Surface Structure and Electron Transfer Dynamics of the Self-Assembly of Cyanide on Au{111}

• Published in: Journal of physical chemistry. C Vol. 120; no. 47; pp. 26736 - 26746
• Main Authors: Guttentag, Andrew I, Wächter, Tobias, Barr, Kristopher K, Abendroth, John M, Song, Tze-Bin, Sullivan, Nichole F, Yang, Yang, Allara, David L, Zharnikov, Michael, Weiss, Paul S
• Format: Journal Article
• Language: English
• Published: American Chemical Society 01.12.2016
• Subjects: chemical bonding; cyanides; electron transfer; gold; spectroscopy
• ISSN: 1932-7447; 1932-7455; 1932-7455
• DOI: 10.1021/acs.jpcc.6b06006

A vibronic resonance between Au{111} surface states and adsorbed CN vibrations has been predicted, which we target for study.
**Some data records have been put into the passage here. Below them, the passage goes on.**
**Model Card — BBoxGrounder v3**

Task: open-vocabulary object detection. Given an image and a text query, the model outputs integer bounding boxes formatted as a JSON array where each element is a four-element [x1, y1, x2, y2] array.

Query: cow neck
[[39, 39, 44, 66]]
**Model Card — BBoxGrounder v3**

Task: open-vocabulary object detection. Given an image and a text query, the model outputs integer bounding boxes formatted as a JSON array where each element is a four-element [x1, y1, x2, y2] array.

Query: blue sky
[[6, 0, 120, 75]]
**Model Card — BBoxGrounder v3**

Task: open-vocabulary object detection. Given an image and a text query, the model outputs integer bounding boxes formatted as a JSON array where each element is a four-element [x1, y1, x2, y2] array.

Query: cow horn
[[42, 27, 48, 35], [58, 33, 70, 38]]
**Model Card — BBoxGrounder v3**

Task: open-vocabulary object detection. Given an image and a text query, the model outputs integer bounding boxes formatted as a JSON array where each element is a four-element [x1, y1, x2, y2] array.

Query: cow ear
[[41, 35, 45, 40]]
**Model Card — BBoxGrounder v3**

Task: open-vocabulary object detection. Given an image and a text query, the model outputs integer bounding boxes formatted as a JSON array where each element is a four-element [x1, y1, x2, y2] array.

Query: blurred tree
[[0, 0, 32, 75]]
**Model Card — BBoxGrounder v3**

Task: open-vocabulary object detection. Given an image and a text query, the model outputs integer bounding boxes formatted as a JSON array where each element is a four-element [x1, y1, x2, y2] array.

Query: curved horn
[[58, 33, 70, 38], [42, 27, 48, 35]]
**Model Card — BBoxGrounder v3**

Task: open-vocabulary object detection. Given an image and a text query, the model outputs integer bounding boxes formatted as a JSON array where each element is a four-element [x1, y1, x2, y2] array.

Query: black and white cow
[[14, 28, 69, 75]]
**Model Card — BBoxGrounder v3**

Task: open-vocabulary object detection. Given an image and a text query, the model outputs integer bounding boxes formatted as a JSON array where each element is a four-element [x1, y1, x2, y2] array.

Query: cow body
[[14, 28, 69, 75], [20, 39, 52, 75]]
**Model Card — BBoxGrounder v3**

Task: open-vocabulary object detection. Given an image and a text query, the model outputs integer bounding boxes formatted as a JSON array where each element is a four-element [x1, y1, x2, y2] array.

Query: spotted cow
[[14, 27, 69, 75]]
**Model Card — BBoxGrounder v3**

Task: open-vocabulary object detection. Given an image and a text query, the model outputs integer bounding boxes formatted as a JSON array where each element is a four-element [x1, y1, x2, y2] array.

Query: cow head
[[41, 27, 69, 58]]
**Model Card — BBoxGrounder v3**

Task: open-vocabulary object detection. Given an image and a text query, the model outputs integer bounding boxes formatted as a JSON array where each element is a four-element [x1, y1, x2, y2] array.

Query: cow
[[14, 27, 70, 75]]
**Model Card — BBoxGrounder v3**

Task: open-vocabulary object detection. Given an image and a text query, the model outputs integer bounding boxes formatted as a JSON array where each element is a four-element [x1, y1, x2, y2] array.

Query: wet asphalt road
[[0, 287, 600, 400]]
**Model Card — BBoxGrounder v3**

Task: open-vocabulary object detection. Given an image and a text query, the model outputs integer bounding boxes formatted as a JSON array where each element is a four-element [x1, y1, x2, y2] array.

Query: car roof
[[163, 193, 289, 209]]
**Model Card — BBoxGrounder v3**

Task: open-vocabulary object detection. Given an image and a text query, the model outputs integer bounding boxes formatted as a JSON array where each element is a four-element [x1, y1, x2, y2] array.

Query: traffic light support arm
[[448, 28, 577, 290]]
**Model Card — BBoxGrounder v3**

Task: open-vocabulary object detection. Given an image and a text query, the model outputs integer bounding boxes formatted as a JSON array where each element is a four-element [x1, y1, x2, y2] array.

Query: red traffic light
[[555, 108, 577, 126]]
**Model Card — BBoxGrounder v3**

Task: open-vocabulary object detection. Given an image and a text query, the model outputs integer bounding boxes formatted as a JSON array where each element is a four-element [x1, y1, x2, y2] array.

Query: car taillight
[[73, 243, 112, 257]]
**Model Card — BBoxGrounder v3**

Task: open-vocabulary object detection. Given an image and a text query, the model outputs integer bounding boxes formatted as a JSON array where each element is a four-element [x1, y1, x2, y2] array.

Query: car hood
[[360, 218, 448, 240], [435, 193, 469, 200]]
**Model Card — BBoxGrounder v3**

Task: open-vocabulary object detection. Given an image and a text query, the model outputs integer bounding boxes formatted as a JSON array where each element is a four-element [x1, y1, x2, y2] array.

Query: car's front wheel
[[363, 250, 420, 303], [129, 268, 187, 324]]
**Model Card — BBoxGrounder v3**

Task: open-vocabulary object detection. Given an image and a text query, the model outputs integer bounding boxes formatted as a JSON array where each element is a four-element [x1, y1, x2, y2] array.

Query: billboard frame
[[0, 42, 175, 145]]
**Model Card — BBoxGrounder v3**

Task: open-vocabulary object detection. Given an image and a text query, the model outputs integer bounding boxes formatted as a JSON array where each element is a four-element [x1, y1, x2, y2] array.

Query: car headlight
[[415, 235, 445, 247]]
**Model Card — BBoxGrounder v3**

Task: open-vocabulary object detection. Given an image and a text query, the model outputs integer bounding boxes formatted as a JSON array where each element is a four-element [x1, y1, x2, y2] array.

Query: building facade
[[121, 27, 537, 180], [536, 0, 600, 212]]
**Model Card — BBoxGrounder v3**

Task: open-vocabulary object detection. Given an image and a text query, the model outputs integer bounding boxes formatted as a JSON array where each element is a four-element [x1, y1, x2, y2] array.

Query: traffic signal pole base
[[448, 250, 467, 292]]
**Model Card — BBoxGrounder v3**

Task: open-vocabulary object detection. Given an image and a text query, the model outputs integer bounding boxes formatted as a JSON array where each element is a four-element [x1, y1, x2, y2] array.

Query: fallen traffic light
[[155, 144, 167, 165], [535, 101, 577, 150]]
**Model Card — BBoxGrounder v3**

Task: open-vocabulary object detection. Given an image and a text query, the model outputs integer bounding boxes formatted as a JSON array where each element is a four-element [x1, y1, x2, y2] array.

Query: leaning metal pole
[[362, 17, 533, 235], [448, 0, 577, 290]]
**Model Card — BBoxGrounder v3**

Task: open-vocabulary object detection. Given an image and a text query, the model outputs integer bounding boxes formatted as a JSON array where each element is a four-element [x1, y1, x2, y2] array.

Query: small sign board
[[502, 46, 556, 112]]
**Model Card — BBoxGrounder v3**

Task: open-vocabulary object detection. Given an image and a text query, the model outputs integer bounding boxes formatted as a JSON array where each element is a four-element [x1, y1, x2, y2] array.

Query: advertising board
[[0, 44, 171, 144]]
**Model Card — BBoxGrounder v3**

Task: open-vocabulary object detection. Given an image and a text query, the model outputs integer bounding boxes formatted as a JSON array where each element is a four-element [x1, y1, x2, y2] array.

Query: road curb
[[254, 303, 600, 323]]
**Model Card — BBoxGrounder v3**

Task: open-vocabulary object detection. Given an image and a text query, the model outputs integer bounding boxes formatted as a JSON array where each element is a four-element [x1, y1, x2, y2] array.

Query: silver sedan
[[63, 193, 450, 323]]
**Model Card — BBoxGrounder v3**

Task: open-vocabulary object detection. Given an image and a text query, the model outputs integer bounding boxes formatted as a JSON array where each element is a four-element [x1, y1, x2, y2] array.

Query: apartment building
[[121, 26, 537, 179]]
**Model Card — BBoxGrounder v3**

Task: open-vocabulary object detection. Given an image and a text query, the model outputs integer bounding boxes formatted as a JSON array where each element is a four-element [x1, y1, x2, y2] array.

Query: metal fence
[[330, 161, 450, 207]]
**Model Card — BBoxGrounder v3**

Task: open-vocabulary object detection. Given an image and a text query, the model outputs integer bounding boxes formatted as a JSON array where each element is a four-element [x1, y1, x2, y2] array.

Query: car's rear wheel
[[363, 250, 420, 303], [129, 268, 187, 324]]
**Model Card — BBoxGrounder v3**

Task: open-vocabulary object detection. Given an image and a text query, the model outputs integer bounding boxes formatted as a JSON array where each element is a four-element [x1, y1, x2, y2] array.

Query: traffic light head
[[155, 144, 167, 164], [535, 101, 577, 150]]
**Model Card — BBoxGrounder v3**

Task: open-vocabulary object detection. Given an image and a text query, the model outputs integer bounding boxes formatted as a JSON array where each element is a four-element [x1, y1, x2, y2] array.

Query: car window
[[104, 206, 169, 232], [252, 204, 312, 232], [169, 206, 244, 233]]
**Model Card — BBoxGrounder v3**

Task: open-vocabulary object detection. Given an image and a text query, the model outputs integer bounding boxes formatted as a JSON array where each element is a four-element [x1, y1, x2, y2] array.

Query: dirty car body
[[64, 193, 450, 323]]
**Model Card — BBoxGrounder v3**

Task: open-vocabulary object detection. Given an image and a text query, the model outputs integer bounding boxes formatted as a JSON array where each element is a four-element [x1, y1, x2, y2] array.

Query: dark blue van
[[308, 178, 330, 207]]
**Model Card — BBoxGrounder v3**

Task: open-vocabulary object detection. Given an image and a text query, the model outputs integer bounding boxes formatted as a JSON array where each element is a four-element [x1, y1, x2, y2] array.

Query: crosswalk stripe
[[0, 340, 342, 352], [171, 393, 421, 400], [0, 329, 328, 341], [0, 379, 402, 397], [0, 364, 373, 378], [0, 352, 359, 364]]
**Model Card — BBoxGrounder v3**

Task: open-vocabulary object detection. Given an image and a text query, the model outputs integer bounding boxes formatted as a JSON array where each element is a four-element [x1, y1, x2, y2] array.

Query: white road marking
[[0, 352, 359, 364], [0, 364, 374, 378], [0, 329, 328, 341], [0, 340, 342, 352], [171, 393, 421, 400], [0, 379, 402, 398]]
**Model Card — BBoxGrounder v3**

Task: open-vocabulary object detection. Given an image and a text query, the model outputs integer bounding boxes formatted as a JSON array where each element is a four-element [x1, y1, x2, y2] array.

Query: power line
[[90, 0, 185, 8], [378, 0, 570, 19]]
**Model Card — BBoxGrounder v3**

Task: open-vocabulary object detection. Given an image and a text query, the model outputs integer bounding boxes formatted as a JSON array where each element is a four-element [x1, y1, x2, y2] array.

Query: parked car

We have formed stable monolayers of cyanide on Au{111} and observe a hexagonal close-packed lattice with a nearest neighbor distance of 3.8 ± 0.5 Å. Cyanide orients normal to the surface attached via a Au–C bond. We show that the substrate–molecule coupling is particularly strong, leading to ultrafast electron transfer from the cyanide molecules to the Au{111} substrate as measured by resonant Auger spectroscopy using the core–hole clock method. The CN/Au{111} system is a simple example of a strongly interacting adsorbate–substrate system and will be the subject of a number of further studies, as discussed.